Understanding a Culture through Food - Red Hot Pot
CHINA | Friday, 19 April 2013 | Views [166] | Scholarship Entry
Chengdu is best known for being the home of the pandas. It’s also known as being home to some of the spiciest food in China. Wanting to sample the local cuisine I arrived at a hot-pot restaurant.
As soon as I walked through the door everyone looked at me – they’re not used to seeing foreigners in these local restaurants. I take my seat and try to make sense of the Mandarin menu. I’ve read a lot about Sichuan hot-pot so I have some idea of what to order. A spicy broth for the table and a selection of dumplings, meat and vegetables to cook in it, some fresh noodles to mop it up at the end and the obligatory bottle of Tsing Tao to wash it all down.
I am still attracting curious glances as the waiter brings over the pot of broth, sets it on the burner in the middle of the table and cranks up the heat. Within a few minutes steam is rising up off the broth and I can smell the chilli. With my untrained chopstick fingers I clumsily pick up a dumpling to place in the hot-pot. But then I freeze.

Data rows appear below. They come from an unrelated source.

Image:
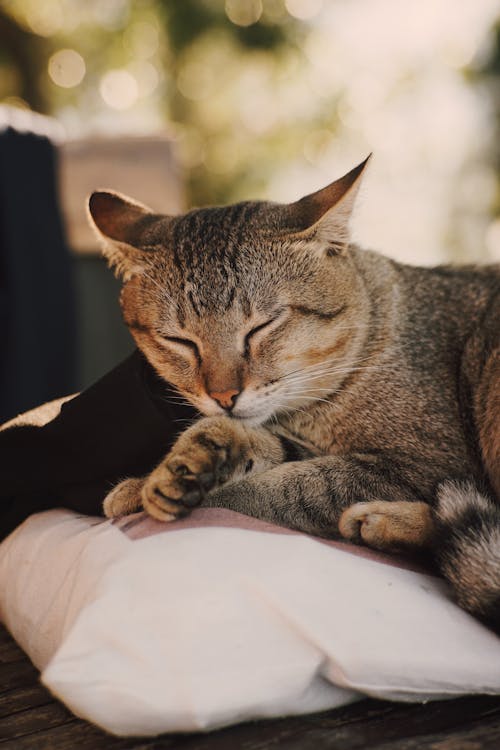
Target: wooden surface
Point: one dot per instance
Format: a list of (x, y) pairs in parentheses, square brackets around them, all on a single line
[(30, 718), (142, 167)]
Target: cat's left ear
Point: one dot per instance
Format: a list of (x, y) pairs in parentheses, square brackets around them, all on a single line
[(323, 217), (122, 225)]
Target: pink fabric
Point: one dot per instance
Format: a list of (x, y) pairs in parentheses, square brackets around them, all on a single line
[(140, 526)]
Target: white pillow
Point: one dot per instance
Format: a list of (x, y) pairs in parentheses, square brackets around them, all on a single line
[(143, 627)]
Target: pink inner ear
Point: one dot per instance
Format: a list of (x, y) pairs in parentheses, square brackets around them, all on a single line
[(114, 216)]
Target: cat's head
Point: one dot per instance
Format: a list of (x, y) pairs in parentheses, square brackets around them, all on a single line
[(249, 310)]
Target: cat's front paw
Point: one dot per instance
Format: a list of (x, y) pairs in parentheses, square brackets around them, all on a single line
[(390, 526), (123, 499), (207, 455)]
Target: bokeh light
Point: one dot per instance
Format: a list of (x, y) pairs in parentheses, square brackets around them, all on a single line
[(119, 89), (66, 68)]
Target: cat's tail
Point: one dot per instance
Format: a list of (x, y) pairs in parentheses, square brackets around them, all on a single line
[(468, 548)]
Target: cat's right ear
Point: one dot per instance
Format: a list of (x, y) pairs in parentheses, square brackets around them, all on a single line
[(121, 224)]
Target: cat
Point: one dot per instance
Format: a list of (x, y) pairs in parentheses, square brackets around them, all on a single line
[(342, 391)]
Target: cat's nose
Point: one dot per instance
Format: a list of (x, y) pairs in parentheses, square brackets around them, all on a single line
[(226, 399)]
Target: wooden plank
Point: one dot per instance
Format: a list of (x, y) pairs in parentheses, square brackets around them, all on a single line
[(22, 698), (69, 736), (30, 720), (30, 717), (143, 168)]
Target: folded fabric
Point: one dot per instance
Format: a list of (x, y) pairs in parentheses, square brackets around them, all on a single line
[(144, 628)]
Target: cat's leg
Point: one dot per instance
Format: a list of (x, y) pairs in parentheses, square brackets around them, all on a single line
[(391, 526), (307, 495), (213, 452)]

Something has slowly risen to the surface of the broth and is bobbing about amongst the chilli. A whole wrinkly chicken foot complete with claws. Everyone is still looking at me. Now this is a dilemma. Do I ignore it and carry on so as not to embarrass myself or do I remove the foot before cooking my meal? Much to the amusement of the rest of the restaurant, I plump for option A. I poke around with my chopsticks in the broth with as much grace as a penguin on stilts trying to remove the offending appendage. Finally a waiter jumps in and removes the claw for me. Everyone else is chuckling at me. Now it’s time to start cooking.
My selected method is to put one morsel at a time into the pot and let it cook. It is all a bit fondue. This method doesn’t work. I chuck the whole lot in. Now we’re cooking.

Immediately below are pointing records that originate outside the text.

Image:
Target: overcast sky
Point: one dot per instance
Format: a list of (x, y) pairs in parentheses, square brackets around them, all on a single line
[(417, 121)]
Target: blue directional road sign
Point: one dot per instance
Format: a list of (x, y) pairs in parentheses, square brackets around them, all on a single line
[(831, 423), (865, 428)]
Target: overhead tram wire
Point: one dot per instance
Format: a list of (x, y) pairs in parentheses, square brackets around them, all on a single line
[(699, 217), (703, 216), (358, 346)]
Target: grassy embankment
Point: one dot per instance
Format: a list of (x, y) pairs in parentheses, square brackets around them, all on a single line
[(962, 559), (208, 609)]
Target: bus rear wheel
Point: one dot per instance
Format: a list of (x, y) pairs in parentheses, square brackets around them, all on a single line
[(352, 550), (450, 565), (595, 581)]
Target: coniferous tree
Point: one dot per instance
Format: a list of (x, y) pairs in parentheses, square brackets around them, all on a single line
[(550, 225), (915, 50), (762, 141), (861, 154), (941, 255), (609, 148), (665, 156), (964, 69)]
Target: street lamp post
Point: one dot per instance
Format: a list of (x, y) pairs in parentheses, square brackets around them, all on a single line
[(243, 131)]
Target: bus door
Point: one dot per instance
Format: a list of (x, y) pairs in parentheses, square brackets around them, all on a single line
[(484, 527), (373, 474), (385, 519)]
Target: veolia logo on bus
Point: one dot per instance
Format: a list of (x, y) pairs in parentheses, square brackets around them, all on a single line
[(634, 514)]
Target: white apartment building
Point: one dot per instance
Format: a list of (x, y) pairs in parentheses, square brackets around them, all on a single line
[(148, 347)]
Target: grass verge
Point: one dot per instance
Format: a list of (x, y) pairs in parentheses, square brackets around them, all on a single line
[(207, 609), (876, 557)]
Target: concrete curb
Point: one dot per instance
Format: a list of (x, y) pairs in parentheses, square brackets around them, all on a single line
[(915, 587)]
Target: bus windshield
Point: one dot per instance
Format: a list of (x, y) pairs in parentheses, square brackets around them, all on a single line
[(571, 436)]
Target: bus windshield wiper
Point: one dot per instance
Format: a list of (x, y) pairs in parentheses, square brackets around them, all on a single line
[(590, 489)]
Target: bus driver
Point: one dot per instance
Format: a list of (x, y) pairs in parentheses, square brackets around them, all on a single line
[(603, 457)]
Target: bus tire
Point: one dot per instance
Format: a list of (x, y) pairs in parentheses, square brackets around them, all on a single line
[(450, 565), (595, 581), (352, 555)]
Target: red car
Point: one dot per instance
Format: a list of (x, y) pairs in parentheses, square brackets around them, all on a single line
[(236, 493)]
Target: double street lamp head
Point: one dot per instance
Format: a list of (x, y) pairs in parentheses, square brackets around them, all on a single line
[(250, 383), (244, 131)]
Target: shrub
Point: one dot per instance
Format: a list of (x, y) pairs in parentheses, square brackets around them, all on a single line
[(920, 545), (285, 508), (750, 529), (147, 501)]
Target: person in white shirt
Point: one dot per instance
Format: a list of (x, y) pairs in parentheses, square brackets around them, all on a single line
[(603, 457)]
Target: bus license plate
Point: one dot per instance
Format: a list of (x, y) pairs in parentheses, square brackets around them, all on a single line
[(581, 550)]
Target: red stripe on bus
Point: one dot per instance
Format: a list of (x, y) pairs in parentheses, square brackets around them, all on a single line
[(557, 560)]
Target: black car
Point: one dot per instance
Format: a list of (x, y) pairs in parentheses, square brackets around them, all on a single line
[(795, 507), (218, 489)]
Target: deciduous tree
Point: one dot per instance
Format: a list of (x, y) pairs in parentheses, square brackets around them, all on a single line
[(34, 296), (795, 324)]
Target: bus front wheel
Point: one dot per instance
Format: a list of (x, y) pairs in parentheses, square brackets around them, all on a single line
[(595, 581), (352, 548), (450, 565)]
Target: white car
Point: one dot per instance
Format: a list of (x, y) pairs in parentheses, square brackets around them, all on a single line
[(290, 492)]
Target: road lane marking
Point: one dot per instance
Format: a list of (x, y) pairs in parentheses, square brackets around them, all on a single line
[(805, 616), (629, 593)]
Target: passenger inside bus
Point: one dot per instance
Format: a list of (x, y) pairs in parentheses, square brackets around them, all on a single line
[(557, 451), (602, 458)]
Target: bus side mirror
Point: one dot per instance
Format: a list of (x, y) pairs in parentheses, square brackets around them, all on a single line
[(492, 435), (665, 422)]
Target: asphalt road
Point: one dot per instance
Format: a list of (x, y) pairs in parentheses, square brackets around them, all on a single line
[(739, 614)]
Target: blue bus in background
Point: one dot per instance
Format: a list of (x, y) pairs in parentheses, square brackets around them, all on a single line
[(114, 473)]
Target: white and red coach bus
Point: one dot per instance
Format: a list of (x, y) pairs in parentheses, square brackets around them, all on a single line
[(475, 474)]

It’s the moment the whole restaurant has been waiting for. It is time for the first bite. I select a dumpling and place it in my mouth. Delicious. Spicy, meaty and piping hot.. and.. my mouth is burning.. on fire and burning.. the restaurant holds its breath. I empty half a bottle of Tsing Tao into my mouth and smile triumphantly.
Hot Pot is amazing, it is almost mouth blisteringly hot, but it’s delicious – in fact the unbearable heat is all part of the fun. It takes a good few more bottles of beer to get through my meal but by the end my asbestos tongue has earnt me the respect of the locals.
As I pay the bill, my mouth blistering, I can only think – ‘See you tomorrow evening!’